Forum Moderators: coopster & phranque

Message Too Old, No Replies

Custom Search Engine

Need to build a SE for a limited topic index

         

lorax

1:52 pm on May 9, 2002 (gmt 0)

WebmasterWorld Senior Member 10+ Year Member Top Contributors Of The Month



Hello Folks,
One of the problems I have with the major SEs is that the result sets include a lot of junk that's not pertinent to what I search on. I want to build (beg, borrow or ... code) an SE of my own that searches only the web sites I tell it to. I can parse the pages once the SE returns them to me. What I'd like to know is:

1. Can this be done with PHP and MySQL?
2. How would I pull the pages of the target site into my script for parsing? Is it as simple as fopen or readfile?
3. My plan is to parse the pages and pull relevant info (title, meta tags) into a db and then build a keyword list based on keywords the SE found out of a master list I tell the engine to look for.
4. Am I nuts or is this possible without having to know something like JAVA or VBScript?

Your thoughts/suggestions would be most appreciated.

lorax

2:04 pm on May 9, 2002 (gmt 0)

WebmasterWorld Senior Member 10+ Year Member Top Contributors Of The Month



I should clarify that there are actually two parts to this puzzle. One is the spider/bot that gets the pages from the target web sites.
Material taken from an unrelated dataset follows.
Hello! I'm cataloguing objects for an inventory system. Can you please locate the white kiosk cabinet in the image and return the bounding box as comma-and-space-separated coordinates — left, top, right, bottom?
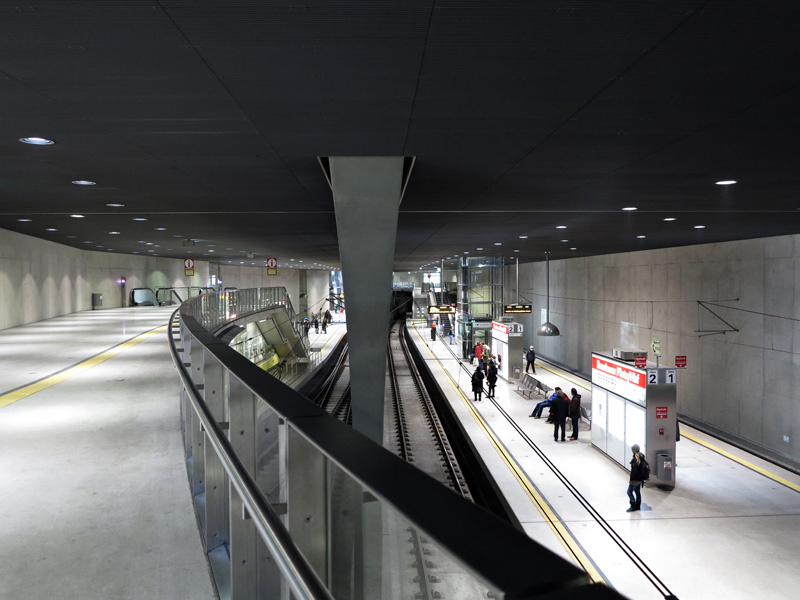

The second is the SE on my site which searches the db I build.

It's the spider/bot that I need help with.

john316

2:25 pm on May 9, 2002 (gmt 0)

WebmasterWorld Senior Member 10+ Year Member



How many sites do you plan on indexing?

lorax

2:29 pm on May 9, 2002 (gmt 0)

WebmasterWorld Senior Member 10+ Year Member Top Contributors Of The Month



To begin with I have a list of a few hundred but I doubt it'll get to be more than a few thousand.

brotherhood of LAN

3:06 pm on May 9, 2002 (gmt 0)

WebmasterWorld Senior Member 10+ Year Member Top Contributors Of The Month



You may want to try the FDSE search engine, which can spider sites titles/tags/body text, and can be customised

I was going to sticky it in the interest of neutrality but you can actually try this beasty good software package for free

Ive used it and recommend it. It is written in perl, and can install automatically to your web site from their website if you have probs

Its an alternative anyways...

lorax

3:20 pm on May 9, 2002 (gmt 0)

WebmasterWorld Senior Member 10+ Year Member Top Contributors Of The Month



Botherhood_of_Lan,
Please do sticky me the URL. I'm open to saving myself time. I'd like to write the code someday just for the sake of learning (and being able to say "I built that") but right now I just need a good working solution to demonstrate the concept to an important contact.

lorax

3:43 pm on May 9, 2002 (gmt 0)

WebmasterWorld Senior Member 10+ Year Member Top Contributors Of The Month



ahh...I just reread you post Brotherhood_of_lan and twas able to find FDSE just fine. Thanks for the tip!